La cura contra el sentimiento de inferioridad

El sistema en el que estamos inmersos nos bombardea con mensajes que pueden desencadenar sentimientos de inferioridad. Promete felicidad y satisfacción si conducimos el mejor automóvil, vestimos lo que está de moda, o estamos en forma. Si no nos protegemos del consumismo iremos tras una búsqueda infructuosa de sentimientos de valía y suficiencia.

Muy a menudo miramos los aspectos externos para demostrarnos a nosotros y a los demás que somos valiosos.

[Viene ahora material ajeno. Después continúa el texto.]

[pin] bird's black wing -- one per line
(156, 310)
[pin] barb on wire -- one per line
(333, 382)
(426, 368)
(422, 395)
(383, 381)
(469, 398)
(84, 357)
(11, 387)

Incluso llegamos a pensar: si solo me viera mejor, tuviera más dinero o fuera más inteligente, los demás me aceptarían. No es sabio dejar que las opiniones y los estándares de los demás determinen nuestra autoestima; la única evaluación precisa de nuestro valor viene de Aquel que nos amó tanto que murió en nuestro lugar.

En la Biblia se deja en claro que el valor en la vida se obtiene de conocer y comprender todas las dimensiones de amor que Dios siente por los que creen en El. Este conocimiento es nuestra ancla cuando los fracasos nos tienten a condenarnos y a retirarnos derrotados. Observe que el Señor no dice que nos dará todas las cualidades y todas las cosas que pensamos que vencerán nuestra sensación de inferioridad. En vez de eso, promete fortalecernos “con poder en el hombre interior” (Ef 3.16).

Dios es “poderoso para hacer todas las cosas mucho más abundantemente de lo que pedimos o entendemos”, pero su método es trabajar de adentro hacia afuera, “según el poder que actúa en nosotros” (Ef 3.20). Si lucha con sentimientos de inferioridad, pídale a Dios que sane su alma haciendo un hermoso trabajo en usted.